Top image credit: Getty Images
As the AI hype cycle is built, we have been treated to a plethora of claims about the improvements and breakthroughs that technology can bring. One of the most fundamental – and potentially important – has been the idea that we can use AI to find new drugs and treatments for existing conditions for which current options have been lacking.
This promise has himself now come short. IBM has announced that it will stop selling its Watson AI system as a drug discovery tool. This is a well-publicized retreat for the company, which has aggressively commercialized artificial intelligence, which has proven useful for these purposes and has encountered problems last year when reports indicated that his systems had formulated inappropriate and dangerous recommendations for patients with effect).
While IBM cites slowing sales as a reason for withdrawal, deeper issues are potentially responsible. A recent deep diving by IEEE Spectrum puts the context around these issues. Result: After years of work and a number of moonshot projects, IBM has remarkably little to offer for its efforts.
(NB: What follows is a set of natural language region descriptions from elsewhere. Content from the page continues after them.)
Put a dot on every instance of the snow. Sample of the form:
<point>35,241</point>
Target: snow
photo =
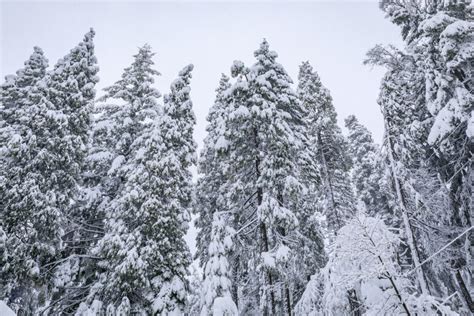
<point>224,306</point>
<point>5,310</point>
<point>221,143</point>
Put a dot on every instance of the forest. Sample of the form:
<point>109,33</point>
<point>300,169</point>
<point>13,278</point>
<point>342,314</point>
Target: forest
<point>294,216</point>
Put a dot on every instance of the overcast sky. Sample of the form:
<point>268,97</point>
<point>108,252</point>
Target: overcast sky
<point>334,36</point>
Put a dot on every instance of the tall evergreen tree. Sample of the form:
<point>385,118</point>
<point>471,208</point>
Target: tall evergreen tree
<point>327,142</point>
<point>262,136</point>
<point>216,297</point>
<point>368,172</point>
<point>24,245</point>
<point>117,150</point>
<point>210,193</point>
<point>58,116</point>
<point>438,37</point>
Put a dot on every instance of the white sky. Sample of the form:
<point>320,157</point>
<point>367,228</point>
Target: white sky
<point>334,36</point>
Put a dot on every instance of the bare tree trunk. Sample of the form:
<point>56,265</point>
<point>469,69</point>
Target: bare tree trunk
<point>404,210</point>
<point>263,234</point>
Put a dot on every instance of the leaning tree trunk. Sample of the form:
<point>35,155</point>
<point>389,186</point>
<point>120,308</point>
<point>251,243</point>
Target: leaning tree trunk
<point>403,208</point>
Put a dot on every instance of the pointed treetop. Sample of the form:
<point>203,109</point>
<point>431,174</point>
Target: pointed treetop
<point>185,73</point>
<point>89,36</point>
<point>223,84</point>
<point>351,120</point>
<point>137,79</point>
<point>308,75</point>
<point>264,52</point>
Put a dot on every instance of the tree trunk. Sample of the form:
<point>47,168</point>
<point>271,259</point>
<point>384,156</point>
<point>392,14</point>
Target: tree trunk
<point>464,291</point>
<point>403,209</point>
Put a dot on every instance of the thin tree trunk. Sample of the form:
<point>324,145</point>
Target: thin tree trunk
<point>464,290</point>
<point>263,234</point>
<point>403,208</point>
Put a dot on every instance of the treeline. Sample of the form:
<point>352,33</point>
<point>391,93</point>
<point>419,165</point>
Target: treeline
<point>294,217</point>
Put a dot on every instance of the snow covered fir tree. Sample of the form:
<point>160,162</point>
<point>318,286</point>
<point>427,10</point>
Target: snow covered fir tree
<point>294,212</point>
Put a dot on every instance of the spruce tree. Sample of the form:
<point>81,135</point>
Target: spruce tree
<point>263,135</point>
<point>216,297</point>
<point>368,172</point>
<point>210,193</point>
<point>329,147</point>
<point>25,243</point>
<point>128,115</point>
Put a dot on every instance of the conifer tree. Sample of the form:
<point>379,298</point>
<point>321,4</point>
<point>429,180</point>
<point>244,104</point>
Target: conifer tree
<point>24,243</point>
<point>210,193</point>
<point>327,142</point>
<point>438,36</point>
<point>263,135</point>
<point>125,122</point>
<point>216,295</point>
<point>368,172</point>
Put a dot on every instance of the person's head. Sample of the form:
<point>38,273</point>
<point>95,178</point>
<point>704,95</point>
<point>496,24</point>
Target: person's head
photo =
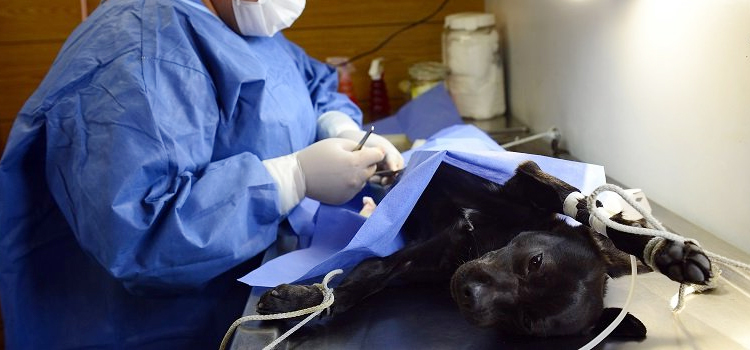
<point>257,17</point>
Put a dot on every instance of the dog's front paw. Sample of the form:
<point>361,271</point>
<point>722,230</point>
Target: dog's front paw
<point>288,297</point>
<point>684,263</point>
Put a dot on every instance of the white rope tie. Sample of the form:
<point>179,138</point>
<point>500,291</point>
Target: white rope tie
<point>653,246</point>
<point>313,311</point>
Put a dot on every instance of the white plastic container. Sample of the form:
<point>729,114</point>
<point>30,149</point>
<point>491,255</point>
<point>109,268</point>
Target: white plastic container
<point>471,51</point>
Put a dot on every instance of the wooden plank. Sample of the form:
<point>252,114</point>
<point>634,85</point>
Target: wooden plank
<point>22,68</point>
<point>38,20</point>
<point>353,13</point>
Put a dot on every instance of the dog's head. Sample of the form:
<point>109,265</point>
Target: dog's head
<point>540,284</point>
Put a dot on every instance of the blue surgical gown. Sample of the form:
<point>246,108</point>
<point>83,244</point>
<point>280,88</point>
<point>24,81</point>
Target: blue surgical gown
<point>132,189</point>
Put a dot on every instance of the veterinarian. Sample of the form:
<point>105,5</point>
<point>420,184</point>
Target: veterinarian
<point>154,163</point>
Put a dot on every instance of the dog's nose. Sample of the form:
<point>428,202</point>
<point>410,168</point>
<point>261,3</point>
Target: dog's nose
<point>471,293</point>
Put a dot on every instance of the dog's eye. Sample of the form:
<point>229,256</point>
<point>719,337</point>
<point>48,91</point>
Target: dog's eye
<point>535,262</point>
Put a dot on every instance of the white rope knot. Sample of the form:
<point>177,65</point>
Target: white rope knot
<point>313,311</point>
<point>656,244</point>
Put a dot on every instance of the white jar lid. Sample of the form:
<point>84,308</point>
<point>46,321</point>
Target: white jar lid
<point>469,20</point>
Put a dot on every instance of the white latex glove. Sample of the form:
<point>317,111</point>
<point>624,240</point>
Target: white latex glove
<point>393,159</point>
<point>327,171</point>
<point>338,124</point>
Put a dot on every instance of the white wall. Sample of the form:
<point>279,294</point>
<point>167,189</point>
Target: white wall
<point>657,91</point>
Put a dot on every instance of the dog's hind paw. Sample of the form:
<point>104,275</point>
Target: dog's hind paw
<point>288,297</point>
<point>684,263</point>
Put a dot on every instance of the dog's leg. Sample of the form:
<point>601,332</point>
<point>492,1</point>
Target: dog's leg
<point>420,262</point>
<point>681,262</point>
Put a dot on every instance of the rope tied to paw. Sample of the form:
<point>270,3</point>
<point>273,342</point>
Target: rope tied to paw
<point>655,244</point>
<point>313,312</point>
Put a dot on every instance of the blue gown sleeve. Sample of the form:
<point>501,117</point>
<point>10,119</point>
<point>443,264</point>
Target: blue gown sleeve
<point>130,165</point>
<point>322,82</point>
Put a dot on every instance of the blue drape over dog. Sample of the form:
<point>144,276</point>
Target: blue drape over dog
<point>342,238</point>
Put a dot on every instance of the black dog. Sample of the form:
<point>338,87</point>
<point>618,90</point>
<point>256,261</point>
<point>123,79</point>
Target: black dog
<point>510,261</point>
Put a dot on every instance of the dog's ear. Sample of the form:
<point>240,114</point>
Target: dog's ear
<point>630,327</point>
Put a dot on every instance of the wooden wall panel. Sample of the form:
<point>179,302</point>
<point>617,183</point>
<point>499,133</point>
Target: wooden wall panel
<point>22,67</point>
<point>419,44</point>
<point>346,28</point>
<point>38,20</point>
<point>32,31</point>
<point>354,13</point>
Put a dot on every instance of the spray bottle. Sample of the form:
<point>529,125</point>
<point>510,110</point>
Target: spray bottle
<point>379,105</point>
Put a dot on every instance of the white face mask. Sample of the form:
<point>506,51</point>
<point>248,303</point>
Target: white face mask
<point>266,17</point>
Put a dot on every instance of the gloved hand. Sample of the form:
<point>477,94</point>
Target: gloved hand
<point>327,171</point>
<point>338,124</point>
<point>393,159</point>
<point>333,173</point>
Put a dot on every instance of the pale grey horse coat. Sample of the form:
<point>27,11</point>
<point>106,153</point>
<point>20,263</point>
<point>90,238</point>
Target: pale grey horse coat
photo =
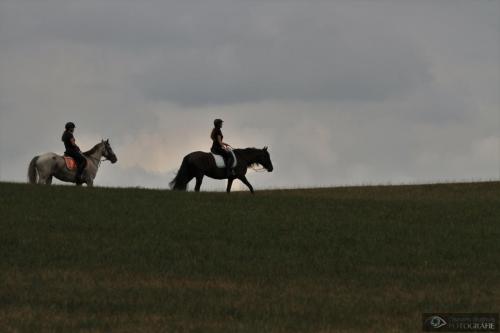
<point>43,167</point>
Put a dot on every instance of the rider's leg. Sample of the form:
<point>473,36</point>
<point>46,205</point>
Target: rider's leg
<point>81,161</point>
<point>229,163</point>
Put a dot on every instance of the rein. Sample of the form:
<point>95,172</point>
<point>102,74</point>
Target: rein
<point>98,160</point>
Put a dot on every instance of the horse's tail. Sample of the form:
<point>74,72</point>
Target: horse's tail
<point>182,178</point>
<point>32,172</point>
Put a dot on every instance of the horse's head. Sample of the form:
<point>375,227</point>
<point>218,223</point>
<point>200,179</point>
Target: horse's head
<point>108,152</point>
<point>264,159</point>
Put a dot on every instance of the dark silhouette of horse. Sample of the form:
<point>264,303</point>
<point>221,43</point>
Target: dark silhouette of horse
<point>199,164</point>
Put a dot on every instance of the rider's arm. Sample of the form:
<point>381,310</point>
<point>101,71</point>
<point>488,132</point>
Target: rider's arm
<point>219,139</point>
<point>72,140</point>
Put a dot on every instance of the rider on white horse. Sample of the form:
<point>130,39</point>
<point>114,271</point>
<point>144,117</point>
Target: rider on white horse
<point>74,151</point>
<point>221,148</point>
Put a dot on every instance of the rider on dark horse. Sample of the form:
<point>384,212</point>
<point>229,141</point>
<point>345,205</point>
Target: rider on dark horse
<point>74,151</point>
<point>219,147</point>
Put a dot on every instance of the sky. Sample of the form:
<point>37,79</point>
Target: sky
<point>343,92</point>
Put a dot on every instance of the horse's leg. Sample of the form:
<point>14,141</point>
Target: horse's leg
<point>199,180</point>
<point>245,181</point>
<point>229,184</point>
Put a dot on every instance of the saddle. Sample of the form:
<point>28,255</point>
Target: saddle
<point>70,163</point>
<point>221,164</point>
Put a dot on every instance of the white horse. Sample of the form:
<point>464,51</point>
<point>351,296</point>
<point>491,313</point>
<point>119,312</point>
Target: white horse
<point>43,167</point>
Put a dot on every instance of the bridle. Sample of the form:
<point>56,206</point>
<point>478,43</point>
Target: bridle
<point>99,161</point>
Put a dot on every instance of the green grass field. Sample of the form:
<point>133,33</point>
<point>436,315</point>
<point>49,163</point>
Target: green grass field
<point>358,259</point>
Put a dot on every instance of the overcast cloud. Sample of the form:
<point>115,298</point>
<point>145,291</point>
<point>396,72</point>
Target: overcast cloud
<point>343,92</point>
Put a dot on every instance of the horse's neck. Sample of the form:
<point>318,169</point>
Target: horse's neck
<point>96,155</point>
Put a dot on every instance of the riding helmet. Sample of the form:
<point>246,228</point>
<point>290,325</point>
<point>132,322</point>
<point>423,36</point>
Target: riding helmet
<point>218,122</point>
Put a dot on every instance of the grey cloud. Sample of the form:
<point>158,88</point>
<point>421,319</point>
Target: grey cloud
<point>343,92</point>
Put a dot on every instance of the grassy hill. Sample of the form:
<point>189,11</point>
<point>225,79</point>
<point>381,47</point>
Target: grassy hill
<point>360,259</point>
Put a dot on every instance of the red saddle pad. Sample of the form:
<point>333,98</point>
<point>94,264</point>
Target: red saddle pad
<point>70,163</point>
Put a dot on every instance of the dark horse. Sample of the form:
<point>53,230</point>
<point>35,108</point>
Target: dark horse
<point>200,164</point>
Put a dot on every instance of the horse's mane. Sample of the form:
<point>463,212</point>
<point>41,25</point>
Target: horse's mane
<point>92,150</point>
<point>247,150</point>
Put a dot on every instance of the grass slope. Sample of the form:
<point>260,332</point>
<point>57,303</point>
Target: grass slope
<point>323,260</point>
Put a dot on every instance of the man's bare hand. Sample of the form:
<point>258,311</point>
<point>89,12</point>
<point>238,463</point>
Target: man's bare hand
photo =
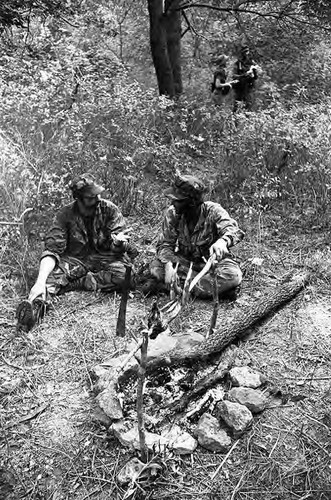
<point>219,249</point>
<point>169,272</point>
<point>38,290</point>
<point>122,237</point>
And the company has created some ill-will toward itself, writes IEEE, because it has adopted an aggressive, marketing-focused approach, focused on AI and Watson, promising grandiose achievements that did not accurately describe what the system could really achieve.
Watson seduced the world with his performance on Jeopardy and his ability to analyze the relationships between words rather than treat them as search terms. In theory, Watson could use his engine to sort quantities of medical data in the same way, finding the hidden signal in a system full of noise. Reality did not cooperate. Watson, from IBM, has not been among the few researches into the use of AI to improve outcomes for patients.
The IEEE party is struggling to note that IBM has had to face tremendous challenges in trying to put its artificial intelligence program online and used it effectively for medicine human. Nothing like Watson (or what Watson was supposed to be) has ever existed before. Nobody knew how to build it. Yoshua Bengio, an Artificial Intelligence Researcher at the University of Montreal, summarized efforts to help AI understand medical texts and terminology in the following way: "Our NLP has seen a tremendous improvement compared to five years ago humans. "
Watson's problem was not that it did not work. The problem is that Watson is not doing the right thing Things. Although he quickly learned to ingest and process large amounts of data, he had a hard time identifying the pieces of information contained in a study that could lead physicians to actually change their process. care. This is especially true if the relevant information was incidental to the main subject of the research.
Because patients' data was not always properly formatted or even chronologically ordered, the software was unable to understand the patient history. And the system was unable to compare new cancer patients with old patient databases to uncover hidden treatment patterns, as such practices would not be considered evidence-based. Making a strong recommendation from an evidence-based medicine requires double-blind studies, meta-analyzes, and analyzes of systemic evidence, not an AI system claiming to have found a similarity between different types of patients .
It is not clear what is next for Watson, if anything. The tool has had some success in narrow and customized applications with less ambiguity. But despite the dozens of planned initiatives, waves of media hype and considerable investment, IBM's Watson for Drug Discovery has clearly missed its own goals.